Somme : trois ans de prison ferme pour le conducteur qui avait percuté un gendarme à Hombleux

Le jeune homme qui avait renversé un gendarme à Hombleux en essayant d'éviter un contrôle a écopé de trois ans de prison ferme. Le gendarme avait miraculeusement survécu au choc mais gardera des séquelles toute sa vie.

Le palais de justice d'Amiens, le 20 octobre 2020.
Le palais de justice d'Amiens, le 20 octobre 2020. © FTV / L. Pénichou
L'audience s'était tenue le 20 octobre au tribunal d'Amiens. Le prévenu, âgé d'une petite trentaine d'années, visiblement anxieux, avait fait face au gendarme qu'il avait renversé un an et demi plus tôt à Hombleux, près de Ham. Le militaire, qui garde sur son visage les séquelles de cette nuit-là, était resté calme et impassible en écoutant le récit des faits par le président du tribunal. 

Un choc très violent

Le soir du 2 mars 2019, un peu avant 23h30, le maréchal des logis chef Michel Verhee effectue une opération de contrôle routier ave un collègue. Muni d'une lampe torche et d'un gilet réfléchissant, il fait signe à une voiture de s'arrêter. Le conducteur, sachant qu'il n'est pas en règle, cherche à se soustraire et se déporte, percutant le militaire qui est projeté à environ deux mètres de hauteur avant de heurter le sol. Héliporté vers l'hôpital, il passera cinq jours dans le coma, douze en réanimation. 
 
Retrouvé le lendemain à son domicile, l'homme qui conduisait le véhicule est mis en examen et placé en détention provisoire pour conduite malgré annulation de permis, conduite d’un véhicule en ayant fait usage de stupéfiants, délit de fuite, violences avec arme sur personne dépositaire de l’autorité publique (tous en récidive), et refus d’obtempérer à une sommation de s’arrêter.
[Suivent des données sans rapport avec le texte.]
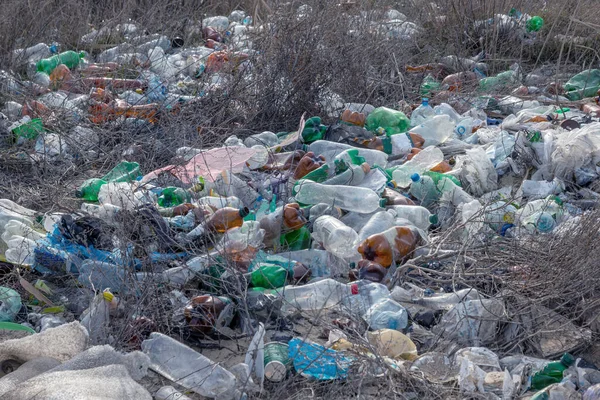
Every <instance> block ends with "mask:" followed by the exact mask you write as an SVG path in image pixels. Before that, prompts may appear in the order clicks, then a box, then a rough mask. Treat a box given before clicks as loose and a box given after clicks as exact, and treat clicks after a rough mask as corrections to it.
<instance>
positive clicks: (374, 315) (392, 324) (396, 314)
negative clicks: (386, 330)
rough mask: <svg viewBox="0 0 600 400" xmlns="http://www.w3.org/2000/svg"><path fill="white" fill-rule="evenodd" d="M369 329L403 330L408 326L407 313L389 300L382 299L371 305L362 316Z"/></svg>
mask: <svg viewBox="0 0 600 400" xmlns="http://www.w3.org/2000/svg"><path fill="white" fill-rule="evenodd" d="M363 319H364V320H365V321H366V322H367V324H368V325H369V329H371V330H378V329H395V330H403V329H405V328H406V327H407V325H408V312H407V311H406V309H405V308H404V307H402V306H401V305H400V304H398V303H397V302H395V301H394V300H392V299H390V298H384V299H382V300H380V301H378V302H376V303H375V304H373V305H372V306H371V307H370V308H369V309H368V310H367V312H366V313H365V314H364V315H363Z"/></svg>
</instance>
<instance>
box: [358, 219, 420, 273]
mask: <svg viewBox="0 0 600 400" xmlns="http://www.w3.org/2000/svg"><path fill="white" fill-rule="evenodd" d="M420 243H421V236H420V235H419V233H418V232H417V230H416V229H415V228H414V227H411V226H395V227H392V228H390V229H388V230H387V231H384V232H382V233H378V234H375V235H371V236H369V237H368V238H366V239H365V240H364V241H363V242H362V243H361V244H360V245H359V246H358V252H359V253H360V254H361V255H362V257H363V259H365V260H370V261H374V262H376V263H377V264H380V265H381V266H382V267H385V268H389V267H390V265H392V263H393V262H394V261H396V262H398V263H401V262H403V261H404V260H406V259H407V258H409V257H410V255H411V253H412V252H413V251H414V250H415V249H416V248H417V247H418V246H419V244H420Z"/></svg>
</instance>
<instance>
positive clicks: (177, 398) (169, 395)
mask: <svg viewBox="0 0 600 400" xmlns="http://www.w3.org/2000/svg"><path fill="white" fill-rule="evenodd" d="M154 398H155V400H192V399H190V398H189V397H187V396H186V395H184V394H182V393H181V392H179V391H178V390H177V389H175V388H174V387H173V386H163V387H161V388H160V389H158V391H157V392H156V393H155V394H154Z"/></svg>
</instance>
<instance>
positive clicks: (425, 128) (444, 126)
mask: <svg viewBox="0 0 600 400" xmlns="http://www.w3.org/2000/svg"><path fill="white" fill-rule="evenodd" d="M453 131H454V122H453V121H452V119H451V118H450V117H449V116H448V115H445V114H444V115H434V116H433V117H431V118H429V119H427V120H426V121H424V122H423V123H422V124H421V125H418V126H416V127H414V128H412V129H411V130H410V133H416V134H417V135H419V136H421V137H422V138H423V139H425V146H437V145H438V144H441V143H444V142H445V141H446V140H447V139H448V138H449V137H450V136H452V133H453Z"/></svg>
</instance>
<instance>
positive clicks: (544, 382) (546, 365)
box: [531, 353, 575, 390]
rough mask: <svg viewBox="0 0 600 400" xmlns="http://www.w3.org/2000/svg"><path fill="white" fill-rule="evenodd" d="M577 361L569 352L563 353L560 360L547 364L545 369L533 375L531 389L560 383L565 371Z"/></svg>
mask: <svg viewBox="0 0 600 400" xmlns="http://www.w3.org/2000/svg"><path fill="white" fill-rule="evenodd" d="M574 363H575V357H573V356H572V355H571V354H569V353H565V354H563V356H562V357H561V359H560V361H554V362H551V363H548V364H546V366H545V367H544V369H542V370H541V371H539V372H536V373H535V374H534V375H533V376H532V377H531V389H533V390H541V389H544V388H545V387H548V386H550V385H552V384H554V383H560V382H561V381H562V379H563V372H565V370H566V369H567V368H569V367H570V366H571V365H573V364H574Z"/></svg>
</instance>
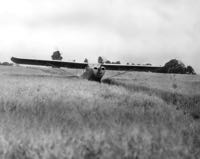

Trois ans de prison ferme 

Un an et demi après les faits, il comparait aux côtés de sa compagne, présente dans le véhicule au moment des faits et accusée de non-assistance à personne en danger. A l'audience, la question centrale est de déterminer si l'acte de blesser le gendarme était volontaire ou non. Les faits ont finalement été requalifiés en "blessures involontaires avec ITT de plus de 3 mois". Le jugement a été rendu ce 29 octobre : trois ans de prison ferme pour le conducteur, soit deux ans de moins que les réquisitions du procureur. Pour sa compagne, les juges ont suivi les réquisitions, soit six mois de prison avec sursis.

Blessures involontaires

"Je suis satisfait du fait qu'on reconnaisse que ce n'était pas volontaire. La peine est un peu sévère mais compte tenu du casier judiciaire (qui faisait déjà mention de 11 condamnations, ndlr), on ne pouvait pas espérer autre chose", a déclaré l'avocat du conducteur, maître Stéphane Daquo. "Pour ma part, je n'entends pas faire appel, mais j'attends de discuter avec mon client pour savoir ce qu'il veut faire."


À la barre, le prévenu avait reconnu les faits mais assuré n'avoir jamais eu l'intention de blesser. "Je m'en veux sincèrement, j'ai honte de la personne que j'ai été ce soir-là", a-t-il déclaré. "C’est juste quelqu’un qui, confronté à une décision qu’on doit prendre dans une fraction de seconde, fait forcément la mauvaise parce qu’il n’a pas le temps de réfléchir, et qui après s’en veut toute sa vie", a précisé Me Stéphane Daquo.

Le gendarme a repris du service

De son côté, Michel Verhee ne conserve aucun souvenir de ce qu'il s'est passé mais il a encore des douleurs, et des cicatrices. Il a pu reprendre le travail mais ne pourra sans doute plus retourner sur le terrain. Alors que le procès aurait dû se tenir en avril en visio-conférence, le gendarme avait demandé son renvoi pour pouvoir se retrouver face au conducteur.

"J’aurais espéré que [le prévenu] prenne d’avantage conscience de la gravité de ce qu’il avait fait, a indiqué à l'issue de l'audience l'avocat du militaire, Me Guillaume Demarcq. Qu’il ne se présente pas avec un discours de circonstance qui consiste à dire : "J’ai pris conscience - la prison m’y a aidé - de la gravité de ce que j’ai fait.On s’aperçoit, si on gratte un peu, qu’il n’y a aucune prise de conscience."
 
Le conducteur a déjà effectué treize mois de détention provisoire après son interpellation, qui comptent dans la peine de trois ans de prison.